Redesign your environment to work for your favor
Redesign your environment to work for your favor

Behavioral Change (Internal Triggers)


Behaviors will be highly affected by environmental design; they are more interconnected than you might think.

You basically need to guard yourself against yourself. As the 18th-century poet Samuel Johnson says: “My life is one long escape from myself.”

Create boundaries and more steps towards the behaviors you want to stop and facilitate the road towards the behaviors you want to encourage.

If you keep binge eating and watching TV for hours at night, create boundaries: unplug the TV cable, remove the remote control to another room. If you want to go a step further, put the TV in its own box. By doing this, you are applying the inverse of the 4 laws: make it unobvious, unsatisfying, invisible, and less satisfying.

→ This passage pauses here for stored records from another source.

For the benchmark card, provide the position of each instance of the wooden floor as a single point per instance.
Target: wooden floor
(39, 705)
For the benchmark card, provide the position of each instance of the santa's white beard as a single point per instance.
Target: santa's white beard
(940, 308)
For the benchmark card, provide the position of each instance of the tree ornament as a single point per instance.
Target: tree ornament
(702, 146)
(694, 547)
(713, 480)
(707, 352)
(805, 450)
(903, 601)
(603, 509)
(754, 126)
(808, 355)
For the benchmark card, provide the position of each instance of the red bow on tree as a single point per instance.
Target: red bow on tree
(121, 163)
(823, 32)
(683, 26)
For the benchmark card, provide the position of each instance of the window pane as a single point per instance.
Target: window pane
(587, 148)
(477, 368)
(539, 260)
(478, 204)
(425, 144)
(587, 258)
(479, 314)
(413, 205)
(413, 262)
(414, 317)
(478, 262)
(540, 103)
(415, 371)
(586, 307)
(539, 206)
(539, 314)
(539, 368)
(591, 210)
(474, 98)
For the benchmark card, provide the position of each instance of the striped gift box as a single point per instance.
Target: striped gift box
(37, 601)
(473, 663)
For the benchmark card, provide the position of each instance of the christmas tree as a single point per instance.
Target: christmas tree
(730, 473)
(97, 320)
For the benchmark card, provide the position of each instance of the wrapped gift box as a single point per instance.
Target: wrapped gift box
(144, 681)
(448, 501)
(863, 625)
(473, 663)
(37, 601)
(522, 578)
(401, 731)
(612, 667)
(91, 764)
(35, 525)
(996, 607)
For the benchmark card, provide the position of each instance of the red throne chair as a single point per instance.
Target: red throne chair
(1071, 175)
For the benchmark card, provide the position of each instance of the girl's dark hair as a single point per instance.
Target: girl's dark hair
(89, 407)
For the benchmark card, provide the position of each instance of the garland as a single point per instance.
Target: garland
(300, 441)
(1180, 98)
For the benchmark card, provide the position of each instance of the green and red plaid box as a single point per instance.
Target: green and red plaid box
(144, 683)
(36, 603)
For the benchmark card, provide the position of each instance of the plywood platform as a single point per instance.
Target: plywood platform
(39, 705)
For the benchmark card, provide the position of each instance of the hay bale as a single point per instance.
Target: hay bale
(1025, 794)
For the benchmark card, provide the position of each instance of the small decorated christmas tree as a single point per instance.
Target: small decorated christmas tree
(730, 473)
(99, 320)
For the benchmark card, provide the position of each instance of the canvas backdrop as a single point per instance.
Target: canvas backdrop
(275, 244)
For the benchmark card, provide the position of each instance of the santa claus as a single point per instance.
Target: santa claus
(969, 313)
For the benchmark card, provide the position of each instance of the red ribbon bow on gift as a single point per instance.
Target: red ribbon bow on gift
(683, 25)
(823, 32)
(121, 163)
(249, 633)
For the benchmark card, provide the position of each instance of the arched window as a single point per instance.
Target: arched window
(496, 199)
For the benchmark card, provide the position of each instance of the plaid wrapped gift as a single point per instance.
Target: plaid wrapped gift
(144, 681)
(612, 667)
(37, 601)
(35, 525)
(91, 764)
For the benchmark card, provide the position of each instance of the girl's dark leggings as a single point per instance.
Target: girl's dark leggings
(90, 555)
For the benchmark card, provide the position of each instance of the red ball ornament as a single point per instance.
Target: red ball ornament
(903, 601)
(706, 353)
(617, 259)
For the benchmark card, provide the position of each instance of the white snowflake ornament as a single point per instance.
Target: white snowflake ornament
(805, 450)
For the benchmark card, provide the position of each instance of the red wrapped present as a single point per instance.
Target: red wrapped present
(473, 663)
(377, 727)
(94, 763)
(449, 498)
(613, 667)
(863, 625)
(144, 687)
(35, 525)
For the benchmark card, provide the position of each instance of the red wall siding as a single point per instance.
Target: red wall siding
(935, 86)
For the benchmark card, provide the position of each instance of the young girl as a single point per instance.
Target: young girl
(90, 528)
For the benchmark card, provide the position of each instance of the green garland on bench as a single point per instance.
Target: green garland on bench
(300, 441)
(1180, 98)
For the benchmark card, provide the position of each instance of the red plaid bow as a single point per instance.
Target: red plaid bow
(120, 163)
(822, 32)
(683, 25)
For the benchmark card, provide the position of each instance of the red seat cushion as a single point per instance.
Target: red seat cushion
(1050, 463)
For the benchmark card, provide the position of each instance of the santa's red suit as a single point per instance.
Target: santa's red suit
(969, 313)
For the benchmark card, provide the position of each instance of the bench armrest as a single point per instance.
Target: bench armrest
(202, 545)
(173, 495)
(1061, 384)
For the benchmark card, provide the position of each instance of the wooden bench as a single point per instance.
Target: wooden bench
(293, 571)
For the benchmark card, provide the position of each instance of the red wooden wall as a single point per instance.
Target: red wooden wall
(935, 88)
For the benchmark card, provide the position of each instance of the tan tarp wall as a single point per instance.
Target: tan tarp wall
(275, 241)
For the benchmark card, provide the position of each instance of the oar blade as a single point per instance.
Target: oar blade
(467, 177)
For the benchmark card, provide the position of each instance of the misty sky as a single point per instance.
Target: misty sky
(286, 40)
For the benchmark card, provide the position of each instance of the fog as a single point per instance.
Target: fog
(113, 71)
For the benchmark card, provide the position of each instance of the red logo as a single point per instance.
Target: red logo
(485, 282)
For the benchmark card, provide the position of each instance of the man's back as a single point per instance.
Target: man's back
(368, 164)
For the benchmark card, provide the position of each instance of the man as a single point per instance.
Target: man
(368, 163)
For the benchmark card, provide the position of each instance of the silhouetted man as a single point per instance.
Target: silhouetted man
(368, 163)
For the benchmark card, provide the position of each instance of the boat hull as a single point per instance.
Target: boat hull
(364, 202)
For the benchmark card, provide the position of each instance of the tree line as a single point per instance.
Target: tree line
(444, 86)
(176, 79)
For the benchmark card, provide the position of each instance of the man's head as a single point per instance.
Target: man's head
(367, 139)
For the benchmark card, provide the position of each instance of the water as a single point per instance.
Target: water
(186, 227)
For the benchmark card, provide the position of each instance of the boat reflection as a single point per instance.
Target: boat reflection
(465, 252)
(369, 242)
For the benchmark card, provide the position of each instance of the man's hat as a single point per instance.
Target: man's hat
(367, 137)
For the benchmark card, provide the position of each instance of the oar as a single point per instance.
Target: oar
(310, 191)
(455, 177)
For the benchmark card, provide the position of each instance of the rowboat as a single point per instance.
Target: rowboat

Avoid buying things you cannot control. If you cannot control binge eating a certain type of crackers, don’t buy them. Replace them with a salad that looks good with a light thousand island sauce to make it satisfying. Find alternatives for the things you like that bring you closer to your goal rather than away from it.

When do you know that what you are doing is working? Ask yourself if you can do this behavior for the rest of your life. If you cannot, then you need to make it easier, more obvious, more attractive, or more satisfying, or all of the above.


Applying the 4 Laws to Behavioral Change

  1. Make it obvious: Set clear cues for the new behaviors you want to adopt. For instance, place workout clothes next to your bed to remind you to exercise first thing in the morning.

  2. Make it attractive: Link the new behavior with something you enjoy. If you like listening to podcasts, make it a rule to only listen to your favorite podcast while exercising. This makes the new habit more appealing.

  3. Make it easy: Simplify the process of adopting new behaviors. Break down tasks into smaller, manageable steps. If you want to start reading more, begin with just 5 minutes a day.

  4. Make it satisfying: Reward yourself for sticking to new habits. Celebrate small wins to keep yourself motivated. For example, after completing a week of consistent exercise, treat yourself to a relaxing activity you enjoy.


Once you understand yourself, your new habits will slowly become part of your new identity, the number of times and repetitions will determine how you can master those habits, That’s how you change your mindset. It takes time and effort; there are no shortcuts.



To wrap this up, you are in control of yourself. However, your brain will go with the easiest, least resistance possible. So, pave the way for yourself to let it go in the easy way you want.